Bos Mandiri Buka-bukaan Soal Likuiditas dan Akuisisi Bank
17 January 2019 10:42

Jakarta, CNBC Indonesia - PT Bank Mandiri Tbk (BMRI) memandang tahun ini dengan optimistis dengan menargetkan pertumbuhan bisnis dua digit. Bank Mandiri juga mengagendakan sejumlah aksi korporasi tahun ini. Salah satunya mengakuisisi bank dan menerbitkan fintech QR Code dengan menggandeng bank BUMN dan Pertamina dan Telkom.
Kepada CNBC Indonesia, Direktur Utama Bank Mandiri Kartika Wirjoadmojo menceritakan rencana tersebut dalam acara Closing Bell yang dipandu Hera F Haryn pada Rabu (16/1/2019). Berikut nukilan wawancaranya.
Tahun 2018 melakukan pertumbuhan yang ekspansif. Tahun 2016 dan 2017 kita memang agak slow down karena isu non performing loan (rasio kredit bermasalah/NPL) waktu itu.
Tahun 2018 dari sisi bank only sesuai dengan LBU (Laporan Bank Umum) kami, pertumbuhannya (kredit) sekitar 11,6%, secara konsolidasi sekitar 12,5% jadi cukup tinggi pertumbuhannya karena ada Bank Mantap dan Bank Syariah Mandiri (BSM) yang tumbuh pesat.
Dari situ, laba Alhamdulillah kami sudah mencapai Rp 24,2 triliun bank only yang sudah kita announce di LBU kita. Biasa klo segitu bank only, konsolidasinya sekitar Rp 25 triliun, kurang lebih secara hitungan kasarnya.
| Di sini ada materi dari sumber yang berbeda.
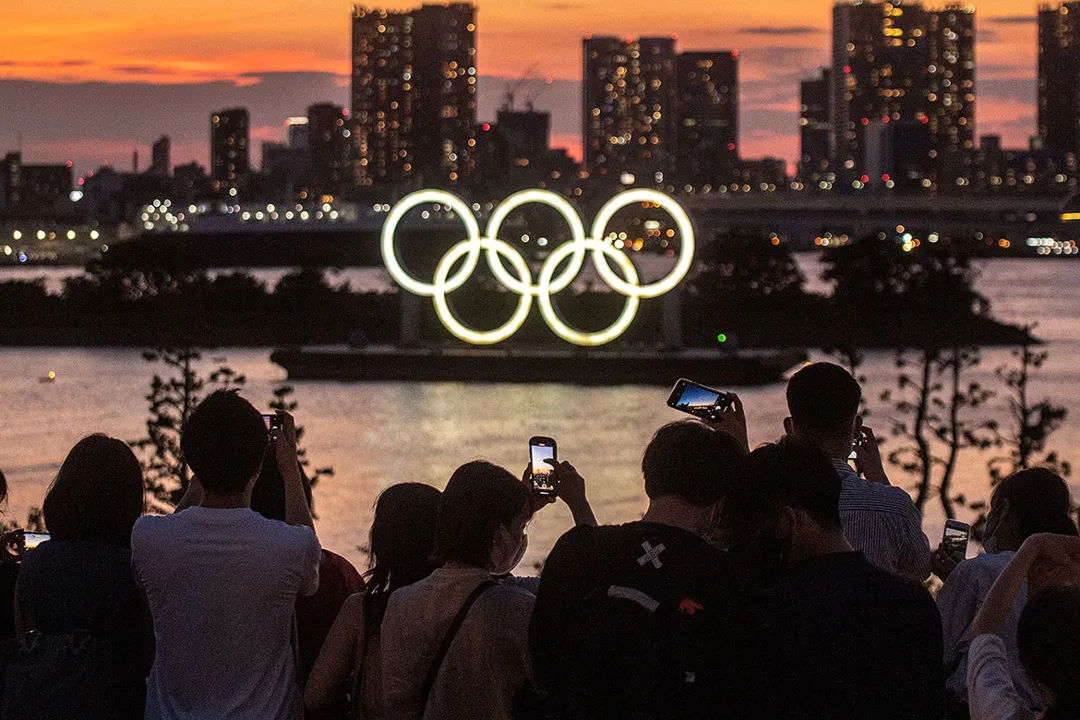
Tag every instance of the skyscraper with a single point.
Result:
(1058, 73)
(382, 95)
(328, 147)
(880, 59)
(229, 151)
(414, 94)
(814, 128)
(161, 162)
(952, 94)
(707, 135)
(630, 106)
Perkiraannya seperti itu tetapi karena kita masih audited jadi mungkin dalam beberapa minggu ke depan kita akan launch resminya seperti apa. Itu memang sekitar 20% plus di earning buat Bank Mandiri.
Bagaimana dengan NIM?
Tahun 2018 kemarin kita cukup beruntung karena cukup teknikal dalam mengelola likuiditas, CASA (tabungan dan deposito) tetap growth dengan baik secara average. NIM kita memang turun tetapi dikisaran 10-15 bps, jadi tidak sampai 20 bps turunnya karena memang dari sisi kredit kita optimalkan dari sisi kredit konsumer yang yieldnya lebih baik.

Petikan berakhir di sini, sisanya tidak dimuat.